Empowerment through Language...

Wednesday, December 08, 2010

What's Up with All the Bullying?!

I have started my 2010-2011 teaching season in public schools now that the fall sessions of my university honors course and two adult classes in poetry have been completed. I am working for these first two weeks with middle school students, ten different classes, five per week, and the skill sets for each class vary. This means multiple approaches to language, literacy, reading poems, writing poems, inference, and all the other elements I find ways to include in my conversations with these young minds.

Over the summer, I worked with my colleague and dear friend, Quraysh Ali Lansana, on our book for teachers and teaching artists, Our Difficult Sunlight: A Guide to Poetry, Literacy, and Social Justice in Classroom and Community (scheduled for release in February 2011 by Teachers and Writers Collaborative). In one of our essays, I addressed a clique of 9th grade young women who managed to disrupt their class day after day, not just while I was visiting but throughout the school year.
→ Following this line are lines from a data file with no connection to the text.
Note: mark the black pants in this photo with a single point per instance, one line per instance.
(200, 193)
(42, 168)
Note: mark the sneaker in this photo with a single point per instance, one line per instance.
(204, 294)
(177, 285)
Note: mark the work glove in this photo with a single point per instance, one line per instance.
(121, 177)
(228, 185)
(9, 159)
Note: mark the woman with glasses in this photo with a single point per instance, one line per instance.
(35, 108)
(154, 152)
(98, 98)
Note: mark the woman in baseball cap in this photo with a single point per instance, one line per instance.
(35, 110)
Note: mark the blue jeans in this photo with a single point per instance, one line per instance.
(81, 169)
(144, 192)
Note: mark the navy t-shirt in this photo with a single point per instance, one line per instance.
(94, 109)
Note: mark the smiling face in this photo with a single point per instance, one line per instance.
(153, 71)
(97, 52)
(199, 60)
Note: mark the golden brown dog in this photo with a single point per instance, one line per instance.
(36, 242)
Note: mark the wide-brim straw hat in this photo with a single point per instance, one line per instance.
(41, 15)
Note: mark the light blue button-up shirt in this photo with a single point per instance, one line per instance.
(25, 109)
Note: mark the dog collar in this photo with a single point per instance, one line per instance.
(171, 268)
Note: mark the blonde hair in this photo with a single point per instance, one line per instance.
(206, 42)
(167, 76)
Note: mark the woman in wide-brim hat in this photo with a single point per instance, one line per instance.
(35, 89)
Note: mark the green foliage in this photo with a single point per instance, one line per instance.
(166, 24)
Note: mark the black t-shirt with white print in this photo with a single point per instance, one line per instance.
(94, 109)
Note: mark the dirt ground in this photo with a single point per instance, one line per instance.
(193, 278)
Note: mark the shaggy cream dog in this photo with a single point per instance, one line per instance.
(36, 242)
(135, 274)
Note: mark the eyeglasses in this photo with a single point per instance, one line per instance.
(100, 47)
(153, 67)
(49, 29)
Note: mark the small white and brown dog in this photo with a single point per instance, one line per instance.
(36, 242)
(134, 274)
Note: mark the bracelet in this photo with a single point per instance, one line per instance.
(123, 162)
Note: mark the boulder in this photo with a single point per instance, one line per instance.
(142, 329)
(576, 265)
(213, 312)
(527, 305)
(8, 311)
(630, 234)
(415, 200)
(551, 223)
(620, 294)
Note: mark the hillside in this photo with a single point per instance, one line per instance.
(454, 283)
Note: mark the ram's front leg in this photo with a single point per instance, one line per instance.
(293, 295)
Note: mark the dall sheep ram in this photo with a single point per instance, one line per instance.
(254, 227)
One of our peer reviewers asked at that time if we were going to touch on the current issues of bullying among young people, since the essay did not speak directly to that point. I did not directly witness these young women acting as bullies but I did see them as reluctant learners who were much more concerned with their own images and interests than educating themselves or allowing others to learn in the classroom environment; for this reason, I did not want to add that element to the essay.
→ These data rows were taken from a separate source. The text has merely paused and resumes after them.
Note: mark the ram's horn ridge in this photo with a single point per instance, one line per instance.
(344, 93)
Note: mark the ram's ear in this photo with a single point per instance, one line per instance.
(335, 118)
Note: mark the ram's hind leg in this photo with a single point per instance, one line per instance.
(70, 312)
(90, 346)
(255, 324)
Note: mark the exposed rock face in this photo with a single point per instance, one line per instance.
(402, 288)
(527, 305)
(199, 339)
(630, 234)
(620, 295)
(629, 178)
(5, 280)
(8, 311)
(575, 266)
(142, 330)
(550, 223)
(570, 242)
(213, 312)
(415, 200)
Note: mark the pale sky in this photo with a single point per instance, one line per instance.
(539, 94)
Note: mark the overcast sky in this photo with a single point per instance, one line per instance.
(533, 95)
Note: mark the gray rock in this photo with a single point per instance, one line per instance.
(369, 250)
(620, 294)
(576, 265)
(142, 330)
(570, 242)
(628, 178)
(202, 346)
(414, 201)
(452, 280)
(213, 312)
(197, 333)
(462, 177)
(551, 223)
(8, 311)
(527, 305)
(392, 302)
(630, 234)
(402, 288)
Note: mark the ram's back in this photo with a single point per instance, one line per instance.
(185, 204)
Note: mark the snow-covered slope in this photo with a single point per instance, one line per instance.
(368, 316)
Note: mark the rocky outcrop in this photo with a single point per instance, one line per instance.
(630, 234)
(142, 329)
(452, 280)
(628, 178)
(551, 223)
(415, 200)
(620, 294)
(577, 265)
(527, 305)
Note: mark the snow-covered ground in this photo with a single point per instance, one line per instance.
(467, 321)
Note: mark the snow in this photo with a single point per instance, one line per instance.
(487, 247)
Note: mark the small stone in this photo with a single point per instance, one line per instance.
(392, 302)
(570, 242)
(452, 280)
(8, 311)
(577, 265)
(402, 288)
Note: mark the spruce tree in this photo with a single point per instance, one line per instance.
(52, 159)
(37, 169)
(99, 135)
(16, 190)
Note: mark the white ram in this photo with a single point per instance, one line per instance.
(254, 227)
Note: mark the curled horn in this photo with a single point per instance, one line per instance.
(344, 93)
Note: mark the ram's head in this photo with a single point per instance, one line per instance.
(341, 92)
There is a lot of business being generated these days surrounding bullying. This seems to be the big push in schools and the media, supported with key news stories of bullying incidents, many of which focus on sexual preference and gender issues. Tragic as these cases are, bullying is nothing new. In society, we may recognize more ways to act as bullies, especially in the realm of social networking, where there have been a number of cases that have led to desperation and suicides. It is awful.

In my early teens, instead of Facebook and You Tube, we had slam books. Notebooks with students' names on different pages would be circulated among classmates, who would anonymously state how they felt about those named. With the lack of accountability for one's words, it was possible to say horrid things about another. Then, if the student who was "slammed" got the book, that person was faced with all that malice of thought. It was extremely hurtful and often ran under the radar of teachers and administration.
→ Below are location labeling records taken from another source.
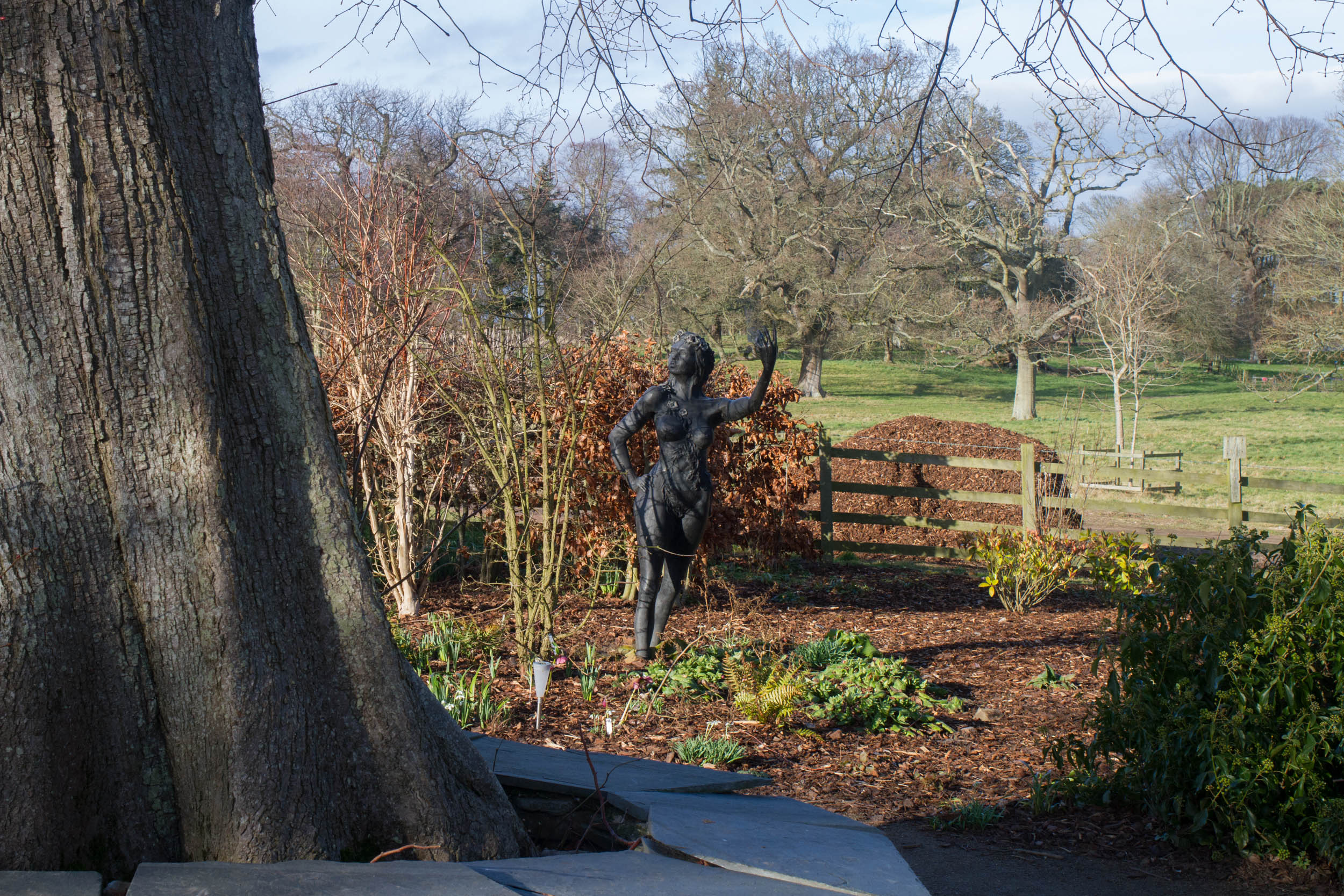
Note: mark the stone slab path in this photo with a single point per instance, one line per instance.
(631, 873)
(518, 765)
(50, 883)
(312, 879)
(698, 837)
(778, 838)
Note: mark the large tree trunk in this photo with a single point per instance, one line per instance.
(1025, 398)
(192, 660)
(813, 353)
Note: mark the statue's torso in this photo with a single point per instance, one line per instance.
(684, 436)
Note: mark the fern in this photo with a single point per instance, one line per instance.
(765, 691)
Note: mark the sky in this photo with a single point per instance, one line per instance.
(305, 44)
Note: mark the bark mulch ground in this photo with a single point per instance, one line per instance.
(939, 620)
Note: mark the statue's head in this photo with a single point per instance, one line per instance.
(691, 356)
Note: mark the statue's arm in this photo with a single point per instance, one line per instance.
(628, 426)
(740, 407)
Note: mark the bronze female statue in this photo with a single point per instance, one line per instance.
(673, 500)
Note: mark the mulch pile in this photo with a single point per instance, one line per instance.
(920, 434)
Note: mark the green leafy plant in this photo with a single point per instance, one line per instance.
(695, 675)
(414, 650)
(1052, 680)
(1023, 569)
(710, 750)
(878, 695)
(1120, 563)
(1222, 714)
(819, 655)
(972, 816)
(589, 672)
(468, 699)
(854, 644)
(765, 691)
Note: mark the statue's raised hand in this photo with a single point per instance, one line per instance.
(767, 346)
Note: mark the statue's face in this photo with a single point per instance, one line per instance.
(682, 361)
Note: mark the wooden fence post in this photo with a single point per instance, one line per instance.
(1234, 451)
(824, 464)
(1028, 486)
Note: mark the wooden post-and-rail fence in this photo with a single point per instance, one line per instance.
(1031, 503)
In junior high school, the punches that I experienced daily for weeks as I passed a certain student in the hall between classes also ran under the radar until I stood up for myself and challenged her with the fact that I was not going to retaliate because I help no grudge against her. I said I did not understand why she was trying to get me to fight or why she had singled me out but I was not going to react. If she felt she had to continue hitting me, so be it, but I was not going to raise my hand in return. She stopped. I don't know why. Maybe I was just that strong. She then became a friend in the hallways and class rows, protecting me from other bullies. We lost touch as we moved into high school.

The business of bullying includes books being written, dramatic performances being created and staged in schools, discussions on National Public Radio and in professional development in-services. Many artists who work in schools are totally focusing on this element. Teachers are being guided to include this element of character development into their core curricula. Administrators are struggling to intervene, as are guidance counselors and social workers.

But I contend that bullying is modeled everywhere in our society yet we punish our children and youth for mirroring it in their actions. Our elected officials bully each other on the floors of the House of Representatives and the Senate, as well as in state legislative bodies. This year's election cycle was nothing but bullying. It was offensive and expensive. More than $3 billion were spent on television ads alone in November elections, obscene amounts of money that could have been spent on so many deficit concerns in this economy.

We witness bullying among the pundits on both sides of the political spectrum to the point of insult to our intelligence. And the bullies are very well paid. Most of us are struggling to keep up and there are radio and television opinion makers being paid $22 - $50 million a year to shoot their mouths off.

We see bullying among adults in sports. We witness it in industry. We see it among nations and we see it among gangs in American neighborhoods, driving communities to huddle in their homes while thugs roam with guns. Then we see the NRA bully our legislators and our Supreme Court into turning a blind eye to justice and reason.

We are witnessing hypocrisy and holding our young people responsible for behaviors that are inundating our culture and experience every day. It must stop and children will not stop being bullies if adults are bullying them to "do as I say, not as I do."